I love you handsome man.

take care

Sunday, December 25, 2016

eggplant

Merry Christmas Love,
I'm making your favorite.  I did not make it last year, I just couldn't.  I volunteered to to make it this year, but really wasn't feeling it, still not.  I miss you so much.  This year will be the first Christmas I haven't had lasagna for Christmas dinner ever.  My entire childhood and all those Christmas dinners with you, you adopted my family tradition.  As a married couple we did not do squid and linguini on Christmas Eve, but we started our own.  Your fish stew you made and my eggplant parmesan.  You said that was your favorite dish, my eggplant parmesan.

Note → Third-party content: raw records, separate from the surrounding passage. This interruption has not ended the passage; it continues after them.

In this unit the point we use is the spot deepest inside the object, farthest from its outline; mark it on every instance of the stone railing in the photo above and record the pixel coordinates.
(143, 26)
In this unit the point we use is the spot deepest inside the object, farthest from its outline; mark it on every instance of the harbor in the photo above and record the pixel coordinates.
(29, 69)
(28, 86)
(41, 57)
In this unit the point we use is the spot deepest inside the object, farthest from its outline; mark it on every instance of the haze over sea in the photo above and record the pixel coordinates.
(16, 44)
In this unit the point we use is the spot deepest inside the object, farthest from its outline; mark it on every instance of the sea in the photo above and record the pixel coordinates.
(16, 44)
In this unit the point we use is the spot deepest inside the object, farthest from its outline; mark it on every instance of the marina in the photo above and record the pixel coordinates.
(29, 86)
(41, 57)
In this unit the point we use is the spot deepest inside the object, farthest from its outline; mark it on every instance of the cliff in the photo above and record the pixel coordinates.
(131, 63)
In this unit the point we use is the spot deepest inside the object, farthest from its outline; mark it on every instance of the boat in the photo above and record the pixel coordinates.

Let me tell you a story about your favorite dish.  So tonight after we get home from festivities at a family gathering I began the task of making this famous dish.  I'm frying the breaded eggplant and layering the finished product with sauce and cheese.  I didn't realize smoke was starting to form even though I'm using the fan over the stove.  The smoke alarm goes off screeching 'FIRE EVACUATE' the dogs start to howl I'm frantically opening windows, opening the sliding glass door, turning on ceiling fans, and climbing the step stool to try & disengage the smoke detector.  One other detail, the alarm serenade began at 12:10am.  All I have to say is this eggplant better be good.

I really miss you.  I love you handsome man.